Her face changes. She’s angry, still smarting from what I did to her.


“And how do you think he’d feel if the contents of his soul were plastered all over this school? Do you think that would bother him? Given everything he’s written, I think it’d bother me, if I were him. He doesn’t have much good to say about the people in this school.”


“So? Michael doesn’t care what people here think of him.”


“But would he care if they knew he was so distraught about his dead mother he wanted to die? Like, kill himself? Not that he ever came right out and said it, but it’s there. It’s so obvious.”


My brain tries to process Michael that far gone and alone because of—me. And I knew it. It’s not like Liz ever told me, but when it’s vague, when no one’s telling you exactly what you did, it’s different. It makes it easier.


“Seriously!” Anna says, relishing the stunned look on my face. “I mean, even I didn’t think he was that depressed! He hid it well, huh? Not like Liz. I always got this vibe from her.”


“This is a new low, Anna, even for you.”


“Well, I don’t want to do it, but—”


“I’ll tell him. I’ll just tell him. No fun for you if I get there first—”


“You tell him and I’ll take this to Holt.” Anna digs into her pocket and hands me another folded piece of paper. I don’t want it, but she keeps her hand out until I take it. “That was my favorite entry.”


My hands are shaking. I don’t want her to see them shaking. I have to wait until I feel steady enough to read it.


It’s a single line.


I want to kill everyone in this stupid school.


“You don’t even need to read between the lines for that one,” Anna says. “No room for interpretation. It’s sort of poetic, isn’t it? ‘I want to kill everyone in this stupid school’ Strong sentiment. Dangerous sentiment.”


I swallow. “So?”


“The first half of his journal is basically about a crazy, depressed boy with a dead mother who hates everyone in this school so much he wants to kill them. In this post-Columbine age, you know the rules, Reg.” She nods at the paper. “We’re supposed to report any warning signs we see. His journal is officially grounds for expulsion…probably a hell of a lot of therapy. They could put him away for this.”


“No—he’s not—I know Michael and he’s not—” He’s not like that anymore.


“You know Michael,” she points out. “Nobody else here does. In fact, what everyone here thinks they know about Michael pretty much supports the kind of picture I’m painting. And whose fault is that, by the way? Oh, right. Yours. Well, and mine. But I’ll let you take most of the credit for that one.”


“He didn’t do anything to you,” I choke out.


“Well, at first I thought I might be pushing it,” she agrees, “but it turns out Michael’s not my biggest fan. It’s all in his journal: I’m destined to be a future trophy wife who’s catatonic all the time because I’m always on pills to dull the pain of my life.”


I go completely numb. My pulse stops spazzing, my heart stills.


I stare at the paper in my hand.


I want to kill everyone in this stupid school.

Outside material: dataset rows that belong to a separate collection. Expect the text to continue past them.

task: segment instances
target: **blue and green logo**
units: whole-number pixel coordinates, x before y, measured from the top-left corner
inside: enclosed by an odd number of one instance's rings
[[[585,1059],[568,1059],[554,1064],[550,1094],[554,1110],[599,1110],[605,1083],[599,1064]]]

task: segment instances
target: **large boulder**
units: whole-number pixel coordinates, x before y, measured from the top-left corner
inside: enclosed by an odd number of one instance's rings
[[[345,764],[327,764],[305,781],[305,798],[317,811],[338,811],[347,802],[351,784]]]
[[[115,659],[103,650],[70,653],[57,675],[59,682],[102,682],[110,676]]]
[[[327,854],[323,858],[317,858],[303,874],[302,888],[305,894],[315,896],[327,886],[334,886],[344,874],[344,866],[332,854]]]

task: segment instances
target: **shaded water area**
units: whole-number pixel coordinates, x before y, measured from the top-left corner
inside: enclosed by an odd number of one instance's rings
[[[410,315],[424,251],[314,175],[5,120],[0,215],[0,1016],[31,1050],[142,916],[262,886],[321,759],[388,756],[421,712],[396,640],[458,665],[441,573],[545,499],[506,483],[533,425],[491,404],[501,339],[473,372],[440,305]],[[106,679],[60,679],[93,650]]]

“What do you want?” I ask slowly.


She sighs. “Definitely not a truce. You don’t get away with what you did to me. You get to suffer for it.”


“Just tell me.”


“We’re reconciling!” She claps her hands. “That’s what everyone gets to think! Anna and Regina—best friends again! Can you imagine the looks on everyone’s faces when we walk into school together tomorrow? Any respect you earned from your YourSpace e-mail stunt will be instantly gone, and everyone will be so distracted by this insane turn of events, they’ll forget all about it. They’ll think I must be pretty good if I can get you back into the fold, and let’s face it, I am. And you—” She grins. “You, Regina, will act like you love it.”